I watched her hyperventilate, then suddenly she started scrabbling in her desk drawer. I leaped around the desk, expecting her to pull a gun, but when I grabbed her wrist, I saw she held a medicine bottle. Taking it from her, I shook one pill out and handed it to her. She stuck it under her tongue.
“I would imagine that prison or a work camp would be hard on someone with a heart condition,” I said. She was sweating and pale, and her hands trembled. “It would probably be a good idea to cut a deal with the Chamber. At least, that’s what I would do.”
McCrory stared at me. The look of terror in her eyes told me that all intelligent thought had shut down. I’d seen the same look when I held a gun to someone’s head. Time to back off.
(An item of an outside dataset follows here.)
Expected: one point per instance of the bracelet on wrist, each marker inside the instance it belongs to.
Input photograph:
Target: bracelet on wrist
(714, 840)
I walked around the desk and plopped back down in the chair.
We sat and stared at each other until her breathing slowed, and her face gained a bit of color.
The intercom on her desk buzzed. “Miss McCrory? Mister Reagan is here to see you.”
Chapter 27
Pulling my pistol out of my bag, I pointed it at McCrory and motioned to the other doors in the room. “Which one is the loo, and which one is the closet?”
She blinked at me, then pointed to one of the doors. “That’s the loo.”
“If you tell him I was here, or give him any warning that anything is wrong, I’ll kill both of you.” I opened the closet and stepped inside.